The language of the poem further reinforces the theme of discovery, while reinforcing the paradoxes present within those themes. The narrator invokes the lands of the Greeks, an astronomer discovering a new planet, and Cortez’s presence in the New World. At first, the language of the poem almost seems as if the narrator has experienced the land of Homer’s epics personally—perhaps to the point where he may actually be the subject of said poems. The flowery language seems to be evocative of an ancient epic, calling upon the “bards in fealty to Apollo” and “realms of gold.” But the mention of Homer, and later of Chapman, seems to break this illusion.
The narrator speaks of everything in such a literal fashion it is hard to determine; for example, the poem describes Chapman speaking “loud and bold” while referencing a new reading of his work.
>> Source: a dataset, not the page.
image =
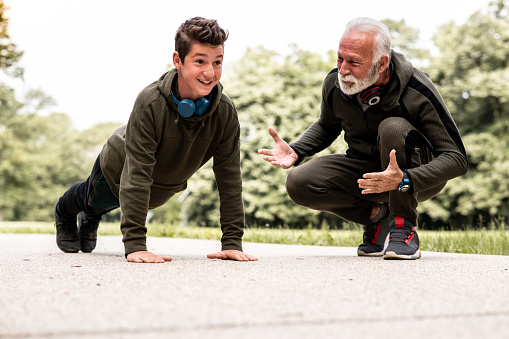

The poem thus uses language that would normally be ascribed to someone speaking to someone writing. Not only does he speak, he speaks out loud. By blurring the line between reading a text and hearing it spoken aloud, the poem reinforces how Chapman’s translation is like going to a place for the first time. This is the purpose that all of the ambiguities in the poem serve. Reading about a place is not the same as actually visiting a place, but by describing them in similar ways, the poem reinforces how amazing Chapman’s work actually was.
Discovery is the central factor of the poem “On First Looking into Chapman’s Homer.” The poet discovers new places, and discovers a new translation of Homer. Homer’s work is itself about discovery. All these different ideas are blurred together in order to reinforce how amazing the translation is, to the point where finding Chapman’s translation stands side by side with finding a new planet or a finding new continent.